Эта топология сохраняет 100 твитов в блоке .txt в файловой системе HDFS. Это создает блоки, но они пусты и не показывают желаемый вывод твита. Код генерирует одно и то же исключение примерно 10 раз, пока jvm не сдается. Используя storm-core-0.9.5, storm-hdfs-2.1.0.jar, имел oop 2.7.1, имел oop -common-2.7.4.jar, имел oop -hdfs-2.7.4 .jar
STACK TRACE:
32973 [Thread-17-hdfs] FATAL com.example.HDFSBolt - IO Exception thrown while closing HDFS
java.nio.channels.ClosedChannelException
at org.apache.hadoop.hdfs.DFSOutputStream.checkClosed(DFSOutputStream.java:1715)
at org.apache.hadoop.fs.FSOutputSummer.write(FSOutputSummer.java:104)
at org.apache.hadoop.fs.FSDataOutputStream$PositionCache.write(FSDataOutputStream.java:58)
at java.io.DataOutputStream.write(DataOutputStream.java:107)
at sun.nio.cs.StreamEncoder.writeBytes(StreamEncoder.java:221)
at sun.nio.cs.StreamEncoder.implClose(StreamEncoder.java:316)
at sun.nio.cs.StreamEncoder.close(StreamEncoder.java:149)
at java.io.OutputStreamWriter.close(OutputStreamWriter.java:233)
at java.io.BufferedWriter.close(BufferedWriter.java:266)
at com.example.HDFSBolt.writeToHDFS(StormTwitter.java:603)
at com.example.HDFSBolt.execute(StormTwitter.java:563)
at backtype.storm.daemon.executor$fn__6647$tuple_action_fn__6649.invoke(executor.clj:633)

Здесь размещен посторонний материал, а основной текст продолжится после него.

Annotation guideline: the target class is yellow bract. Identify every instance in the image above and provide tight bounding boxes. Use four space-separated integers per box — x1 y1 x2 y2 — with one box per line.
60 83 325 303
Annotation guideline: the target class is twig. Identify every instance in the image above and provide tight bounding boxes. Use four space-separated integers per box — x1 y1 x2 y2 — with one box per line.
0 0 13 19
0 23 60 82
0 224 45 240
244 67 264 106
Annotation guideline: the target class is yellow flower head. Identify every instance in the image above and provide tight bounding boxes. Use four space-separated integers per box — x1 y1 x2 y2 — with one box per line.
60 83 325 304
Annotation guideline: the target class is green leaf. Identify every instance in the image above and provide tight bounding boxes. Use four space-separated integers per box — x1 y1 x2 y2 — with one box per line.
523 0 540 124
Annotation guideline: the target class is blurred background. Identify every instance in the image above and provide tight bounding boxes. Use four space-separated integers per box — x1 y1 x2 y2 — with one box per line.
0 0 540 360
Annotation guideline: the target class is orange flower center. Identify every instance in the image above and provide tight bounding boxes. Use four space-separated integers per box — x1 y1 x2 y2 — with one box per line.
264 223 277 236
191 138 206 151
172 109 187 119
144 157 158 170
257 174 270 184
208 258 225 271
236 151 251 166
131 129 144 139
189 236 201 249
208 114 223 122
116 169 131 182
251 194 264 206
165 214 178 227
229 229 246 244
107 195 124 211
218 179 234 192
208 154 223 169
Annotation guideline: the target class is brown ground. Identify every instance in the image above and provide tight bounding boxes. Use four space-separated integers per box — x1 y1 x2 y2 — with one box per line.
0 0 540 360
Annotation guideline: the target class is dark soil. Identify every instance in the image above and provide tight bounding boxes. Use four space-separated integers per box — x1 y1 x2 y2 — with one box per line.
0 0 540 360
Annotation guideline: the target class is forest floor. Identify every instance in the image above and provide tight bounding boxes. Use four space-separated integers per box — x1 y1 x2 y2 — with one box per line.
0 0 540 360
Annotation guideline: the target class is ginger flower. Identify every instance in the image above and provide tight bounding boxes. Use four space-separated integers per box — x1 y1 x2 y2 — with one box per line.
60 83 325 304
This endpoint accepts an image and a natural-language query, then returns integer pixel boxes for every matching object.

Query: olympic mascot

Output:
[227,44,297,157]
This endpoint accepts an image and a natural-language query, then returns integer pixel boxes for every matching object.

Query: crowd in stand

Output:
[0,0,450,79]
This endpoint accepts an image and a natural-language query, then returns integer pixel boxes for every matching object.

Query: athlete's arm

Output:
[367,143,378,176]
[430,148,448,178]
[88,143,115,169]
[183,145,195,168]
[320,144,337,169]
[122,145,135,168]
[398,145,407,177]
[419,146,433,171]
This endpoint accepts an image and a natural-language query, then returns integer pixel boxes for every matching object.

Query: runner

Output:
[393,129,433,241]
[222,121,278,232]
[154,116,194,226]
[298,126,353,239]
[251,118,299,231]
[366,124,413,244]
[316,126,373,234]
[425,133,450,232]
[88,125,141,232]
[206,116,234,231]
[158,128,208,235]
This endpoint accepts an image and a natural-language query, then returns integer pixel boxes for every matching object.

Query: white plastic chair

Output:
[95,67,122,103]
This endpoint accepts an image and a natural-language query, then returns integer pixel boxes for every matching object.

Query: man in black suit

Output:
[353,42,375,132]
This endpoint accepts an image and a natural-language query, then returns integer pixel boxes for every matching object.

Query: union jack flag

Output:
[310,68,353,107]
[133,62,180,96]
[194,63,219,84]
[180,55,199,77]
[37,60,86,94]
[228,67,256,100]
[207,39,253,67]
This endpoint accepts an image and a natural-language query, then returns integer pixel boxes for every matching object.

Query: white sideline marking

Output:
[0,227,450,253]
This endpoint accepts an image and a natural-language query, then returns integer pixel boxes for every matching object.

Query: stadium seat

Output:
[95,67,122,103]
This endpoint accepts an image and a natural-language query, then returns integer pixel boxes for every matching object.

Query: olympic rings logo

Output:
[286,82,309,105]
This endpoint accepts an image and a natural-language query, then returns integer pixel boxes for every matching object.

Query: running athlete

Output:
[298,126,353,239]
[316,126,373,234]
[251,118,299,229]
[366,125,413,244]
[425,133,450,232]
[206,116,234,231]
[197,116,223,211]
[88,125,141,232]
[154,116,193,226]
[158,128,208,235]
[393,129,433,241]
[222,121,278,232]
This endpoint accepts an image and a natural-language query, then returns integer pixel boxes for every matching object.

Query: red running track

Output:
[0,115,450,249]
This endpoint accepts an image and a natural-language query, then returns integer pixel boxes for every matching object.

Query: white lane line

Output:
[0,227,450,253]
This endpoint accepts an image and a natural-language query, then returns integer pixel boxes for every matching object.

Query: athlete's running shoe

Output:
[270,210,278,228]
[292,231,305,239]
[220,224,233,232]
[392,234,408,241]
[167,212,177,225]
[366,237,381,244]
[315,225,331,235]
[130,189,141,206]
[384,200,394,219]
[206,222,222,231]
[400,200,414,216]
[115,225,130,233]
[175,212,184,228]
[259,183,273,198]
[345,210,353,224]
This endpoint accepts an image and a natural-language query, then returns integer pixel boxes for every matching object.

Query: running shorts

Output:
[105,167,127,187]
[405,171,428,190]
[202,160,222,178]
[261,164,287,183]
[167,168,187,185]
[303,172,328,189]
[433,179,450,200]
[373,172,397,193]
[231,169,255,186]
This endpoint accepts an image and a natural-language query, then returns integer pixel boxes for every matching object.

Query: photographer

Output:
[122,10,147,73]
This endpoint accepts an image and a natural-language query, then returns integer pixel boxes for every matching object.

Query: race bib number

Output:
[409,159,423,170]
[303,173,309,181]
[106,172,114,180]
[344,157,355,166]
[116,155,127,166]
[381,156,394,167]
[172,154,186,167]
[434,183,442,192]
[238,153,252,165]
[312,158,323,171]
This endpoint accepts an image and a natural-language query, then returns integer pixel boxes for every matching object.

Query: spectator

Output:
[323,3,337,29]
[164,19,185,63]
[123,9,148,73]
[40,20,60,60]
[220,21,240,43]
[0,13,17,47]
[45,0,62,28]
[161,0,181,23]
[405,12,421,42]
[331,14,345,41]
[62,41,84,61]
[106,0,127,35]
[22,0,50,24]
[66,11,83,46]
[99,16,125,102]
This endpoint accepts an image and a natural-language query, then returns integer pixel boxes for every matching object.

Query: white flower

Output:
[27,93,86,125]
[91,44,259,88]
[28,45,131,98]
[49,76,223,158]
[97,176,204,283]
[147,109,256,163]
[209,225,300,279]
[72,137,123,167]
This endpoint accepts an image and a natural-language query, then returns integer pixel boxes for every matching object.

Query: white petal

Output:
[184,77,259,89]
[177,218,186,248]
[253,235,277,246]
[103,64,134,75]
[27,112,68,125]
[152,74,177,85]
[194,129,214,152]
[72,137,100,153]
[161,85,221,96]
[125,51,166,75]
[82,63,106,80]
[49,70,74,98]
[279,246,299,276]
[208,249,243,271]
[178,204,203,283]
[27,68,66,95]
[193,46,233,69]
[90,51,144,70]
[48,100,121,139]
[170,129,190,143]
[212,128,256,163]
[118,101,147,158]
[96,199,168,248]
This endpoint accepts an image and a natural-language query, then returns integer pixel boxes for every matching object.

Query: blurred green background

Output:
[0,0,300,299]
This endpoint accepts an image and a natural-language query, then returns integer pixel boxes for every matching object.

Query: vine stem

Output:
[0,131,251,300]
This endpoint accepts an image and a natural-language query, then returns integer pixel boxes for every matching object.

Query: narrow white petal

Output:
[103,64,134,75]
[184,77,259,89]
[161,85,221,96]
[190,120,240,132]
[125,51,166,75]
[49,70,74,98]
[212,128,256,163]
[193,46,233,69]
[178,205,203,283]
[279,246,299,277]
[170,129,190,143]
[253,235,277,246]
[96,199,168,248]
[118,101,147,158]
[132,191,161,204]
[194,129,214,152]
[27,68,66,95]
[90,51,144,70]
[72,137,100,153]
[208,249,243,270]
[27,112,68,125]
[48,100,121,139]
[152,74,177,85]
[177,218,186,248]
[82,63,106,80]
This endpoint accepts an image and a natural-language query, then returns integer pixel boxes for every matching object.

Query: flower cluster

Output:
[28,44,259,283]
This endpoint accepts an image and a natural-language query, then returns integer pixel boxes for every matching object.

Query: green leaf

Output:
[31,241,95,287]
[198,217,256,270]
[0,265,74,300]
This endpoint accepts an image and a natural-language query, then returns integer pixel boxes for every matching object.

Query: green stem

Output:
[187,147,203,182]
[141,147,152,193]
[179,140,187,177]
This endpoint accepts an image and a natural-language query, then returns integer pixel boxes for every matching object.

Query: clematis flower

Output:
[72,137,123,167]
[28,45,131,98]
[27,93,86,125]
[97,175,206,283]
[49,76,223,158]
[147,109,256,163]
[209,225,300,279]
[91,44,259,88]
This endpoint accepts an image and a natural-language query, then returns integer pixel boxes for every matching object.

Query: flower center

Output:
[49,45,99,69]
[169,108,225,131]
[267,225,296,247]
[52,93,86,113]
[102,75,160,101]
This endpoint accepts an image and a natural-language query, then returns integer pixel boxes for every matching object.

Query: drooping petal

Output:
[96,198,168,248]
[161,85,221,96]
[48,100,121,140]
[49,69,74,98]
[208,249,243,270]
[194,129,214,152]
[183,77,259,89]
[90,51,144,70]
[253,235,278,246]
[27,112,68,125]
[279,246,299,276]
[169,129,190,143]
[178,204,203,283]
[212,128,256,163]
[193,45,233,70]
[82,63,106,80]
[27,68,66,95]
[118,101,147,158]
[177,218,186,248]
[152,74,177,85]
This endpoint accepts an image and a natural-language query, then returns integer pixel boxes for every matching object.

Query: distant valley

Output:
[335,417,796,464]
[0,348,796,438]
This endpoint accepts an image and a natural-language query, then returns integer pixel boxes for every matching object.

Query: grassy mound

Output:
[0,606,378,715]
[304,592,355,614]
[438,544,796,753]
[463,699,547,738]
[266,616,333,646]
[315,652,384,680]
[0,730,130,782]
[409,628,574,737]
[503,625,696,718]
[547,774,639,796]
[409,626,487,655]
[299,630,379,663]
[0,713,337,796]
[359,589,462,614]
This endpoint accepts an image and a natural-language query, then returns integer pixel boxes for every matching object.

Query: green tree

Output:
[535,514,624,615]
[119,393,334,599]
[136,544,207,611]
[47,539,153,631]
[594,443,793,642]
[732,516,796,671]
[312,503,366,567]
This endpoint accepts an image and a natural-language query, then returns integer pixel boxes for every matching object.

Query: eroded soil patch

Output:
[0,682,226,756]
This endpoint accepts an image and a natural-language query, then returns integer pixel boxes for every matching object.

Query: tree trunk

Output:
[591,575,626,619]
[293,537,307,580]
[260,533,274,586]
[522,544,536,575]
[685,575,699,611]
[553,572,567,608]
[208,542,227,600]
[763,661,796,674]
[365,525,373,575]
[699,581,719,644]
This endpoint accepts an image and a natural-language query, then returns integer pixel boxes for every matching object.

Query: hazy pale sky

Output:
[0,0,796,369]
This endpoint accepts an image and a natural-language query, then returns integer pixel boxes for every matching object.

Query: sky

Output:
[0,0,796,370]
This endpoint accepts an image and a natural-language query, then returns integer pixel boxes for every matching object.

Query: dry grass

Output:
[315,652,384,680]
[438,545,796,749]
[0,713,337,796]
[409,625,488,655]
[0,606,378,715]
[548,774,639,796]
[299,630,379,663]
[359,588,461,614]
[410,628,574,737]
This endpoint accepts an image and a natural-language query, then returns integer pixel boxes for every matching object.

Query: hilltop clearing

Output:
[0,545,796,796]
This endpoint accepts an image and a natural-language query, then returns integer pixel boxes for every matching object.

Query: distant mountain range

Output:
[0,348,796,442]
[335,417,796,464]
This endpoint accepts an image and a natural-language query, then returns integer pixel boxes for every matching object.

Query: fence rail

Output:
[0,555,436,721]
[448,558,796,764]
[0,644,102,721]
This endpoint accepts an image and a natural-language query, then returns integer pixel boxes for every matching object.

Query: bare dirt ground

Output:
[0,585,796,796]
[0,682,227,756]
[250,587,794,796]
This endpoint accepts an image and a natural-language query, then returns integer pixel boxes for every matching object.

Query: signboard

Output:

at backtype.storm.daemon.executor$mk_task_receiver$fn__6570.invoke(executor.clj:401)
at backtype.storm.disruptor$clojure_handler$reify__1605.onEvent(disruptor.clj:58)
at backtype.storm.utils.DisruptorQueue.consumeBatchToCursor(DisruptorQueue.java:125)
at backtype.storm.utils.DisruptorQueue.consumeBatchWhenAvailable(DisruptorQueue.java:99)
at backtype.storm.disruptor$consume_batch_when_available.invoke(disruptor.clj:80)
at backtype.storm.daemon.executor$fn__6647$fn__6659$fn__6706.invoke(executor.clj:748)
at backtype.storm.util$async_loop$fn__459.invoke(util.clj:463)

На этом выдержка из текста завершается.